La verdad es que a medida que desgranaba los hechos, tan lógicos, tan simples, iba palideciendo por nuestro exceso de celo ciudadano, de nuestro exceso de celo de colaboración con la justicia. Tuve la sensación de hallarme desorientado en medio de un oscuro laberinto. La historia empezaba a perder interés. No había cadáveres, no había víctimas, no había agresor, al menos en la forma en que nos lo habíamos planteado.
Dijo que tenía licencia para el arma corta que habían encontrado en la casa. Resultó que practicaba tiro olímpico y que cumplía con todos los requisitos legales.
Y algo debí perderme, porque el detective continuó hablando, aportando datos y aclarando los cabos sueltos.
Seguramente, Juan Luis, se sintió agobiado viendo cómo psicológicamente zarandeaban su persona. Primero su mujer; después, los vecinos y, finalmente, debió estallar cuando se presentó la policía. Verdaderamente para volverse loco. Esto explicaba su modo adusto de conducirse.
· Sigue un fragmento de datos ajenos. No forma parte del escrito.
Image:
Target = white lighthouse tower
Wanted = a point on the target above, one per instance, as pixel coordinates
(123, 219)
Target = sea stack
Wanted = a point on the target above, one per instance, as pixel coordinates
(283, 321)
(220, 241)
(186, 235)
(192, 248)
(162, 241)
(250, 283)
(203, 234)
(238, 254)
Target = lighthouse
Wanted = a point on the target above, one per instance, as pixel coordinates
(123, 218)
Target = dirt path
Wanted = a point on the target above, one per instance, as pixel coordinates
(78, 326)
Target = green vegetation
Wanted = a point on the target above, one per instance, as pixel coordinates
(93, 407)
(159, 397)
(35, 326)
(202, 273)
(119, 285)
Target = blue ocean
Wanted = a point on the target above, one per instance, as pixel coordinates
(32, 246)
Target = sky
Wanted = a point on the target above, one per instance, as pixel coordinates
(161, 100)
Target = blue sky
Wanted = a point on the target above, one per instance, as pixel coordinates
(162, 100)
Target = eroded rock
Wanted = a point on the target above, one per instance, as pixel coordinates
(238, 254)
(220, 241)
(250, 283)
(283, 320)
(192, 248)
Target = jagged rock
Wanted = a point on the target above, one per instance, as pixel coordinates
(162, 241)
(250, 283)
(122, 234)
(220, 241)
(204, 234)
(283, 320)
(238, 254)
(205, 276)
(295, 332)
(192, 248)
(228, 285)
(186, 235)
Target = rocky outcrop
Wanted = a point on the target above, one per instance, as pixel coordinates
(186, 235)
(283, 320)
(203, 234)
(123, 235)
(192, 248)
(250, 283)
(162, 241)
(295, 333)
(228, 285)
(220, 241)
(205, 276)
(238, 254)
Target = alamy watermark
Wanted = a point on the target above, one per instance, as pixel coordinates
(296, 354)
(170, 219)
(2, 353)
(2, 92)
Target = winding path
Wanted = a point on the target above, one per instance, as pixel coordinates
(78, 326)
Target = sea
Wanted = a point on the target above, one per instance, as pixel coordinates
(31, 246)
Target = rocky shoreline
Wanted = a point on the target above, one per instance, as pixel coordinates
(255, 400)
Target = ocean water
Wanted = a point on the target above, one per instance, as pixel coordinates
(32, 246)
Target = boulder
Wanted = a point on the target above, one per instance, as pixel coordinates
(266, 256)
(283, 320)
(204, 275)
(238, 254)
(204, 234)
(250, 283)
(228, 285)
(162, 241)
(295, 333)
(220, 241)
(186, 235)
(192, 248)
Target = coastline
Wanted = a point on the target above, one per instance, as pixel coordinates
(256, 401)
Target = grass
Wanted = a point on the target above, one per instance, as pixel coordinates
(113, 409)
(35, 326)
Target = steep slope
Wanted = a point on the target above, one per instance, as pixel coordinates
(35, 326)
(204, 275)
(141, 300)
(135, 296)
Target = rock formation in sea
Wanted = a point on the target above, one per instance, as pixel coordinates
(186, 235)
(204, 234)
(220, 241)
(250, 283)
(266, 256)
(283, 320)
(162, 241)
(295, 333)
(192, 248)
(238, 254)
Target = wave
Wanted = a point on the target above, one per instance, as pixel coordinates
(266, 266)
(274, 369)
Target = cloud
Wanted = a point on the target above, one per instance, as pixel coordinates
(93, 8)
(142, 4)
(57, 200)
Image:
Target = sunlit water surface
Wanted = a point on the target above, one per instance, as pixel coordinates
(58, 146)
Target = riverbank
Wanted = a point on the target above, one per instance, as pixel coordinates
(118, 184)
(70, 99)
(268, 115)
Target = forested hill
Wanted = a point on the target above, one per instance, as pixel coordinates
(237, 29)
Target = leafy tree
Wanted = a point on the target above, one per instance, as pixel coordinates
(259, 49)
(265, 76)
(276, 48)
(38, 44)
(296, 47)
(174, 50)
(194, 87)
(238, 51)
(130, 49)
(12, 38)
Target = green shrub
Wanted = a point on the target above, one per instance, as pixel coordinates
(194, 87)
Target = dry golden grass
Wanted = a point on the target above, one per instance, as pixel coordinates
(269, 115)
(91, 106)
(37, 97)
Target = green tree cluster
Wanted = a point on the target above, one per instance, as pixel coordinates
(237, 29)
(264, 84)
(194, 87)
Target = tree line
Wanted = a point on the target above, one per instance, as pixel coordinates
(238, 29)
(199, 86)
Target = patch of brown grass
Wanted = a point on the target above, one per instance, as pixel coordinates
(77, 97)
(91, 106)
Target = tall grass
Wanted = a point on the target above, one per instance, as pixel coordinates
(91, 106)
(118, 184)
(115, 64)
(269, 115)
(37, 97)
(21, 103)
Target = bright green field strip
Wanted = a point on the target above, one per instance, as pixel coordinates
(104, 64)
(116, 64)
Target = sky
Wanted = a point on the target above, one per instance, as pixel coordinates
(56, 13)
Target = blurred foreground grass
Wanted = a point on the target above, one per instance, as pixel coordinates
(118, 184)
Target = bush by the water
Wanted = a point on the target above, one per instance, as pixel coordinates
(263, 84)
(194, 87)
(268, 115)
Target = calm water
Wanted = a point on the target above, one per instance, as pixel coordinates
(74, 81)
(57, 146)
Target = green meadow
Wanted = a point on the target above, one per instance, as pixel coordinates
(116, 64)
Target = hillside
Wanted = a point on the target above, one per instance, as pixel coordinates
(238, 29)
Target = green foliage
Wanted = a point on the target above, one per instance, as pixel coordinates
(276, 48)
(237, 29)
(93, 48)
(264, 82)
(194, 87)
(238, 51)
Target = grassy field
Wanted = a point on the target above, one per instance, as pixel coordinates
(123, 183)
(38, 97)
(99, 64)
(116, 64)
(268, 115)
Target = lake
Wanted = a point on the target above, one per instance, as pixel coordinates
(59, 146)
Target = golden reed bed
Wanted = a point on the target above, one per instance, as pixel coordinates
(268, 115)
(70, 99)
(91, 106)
Le pregunté por la situación actual del hombre, las razones por las que no había vuelto. Creo que lo hice por preguntar algo. Era sencillo de explicar y, sobre todo, de entender: se encontraba reponiéndose en un centro psiquiátrico. Creo que esto, de no ser por mi pregunta directa, no lo hubiera dicho. De algún modo, intuí, observando su forma de mirarme, que desprendía algún tipo de animadversión hacia mi persona.
Por supuesto que esta información quedó sellada dentro de mí. No tenía por qué hacer partícipe a una comisión que por unanimidad se había disuelto y que, además, no había colaborado en sufragar los gastos de la investigación.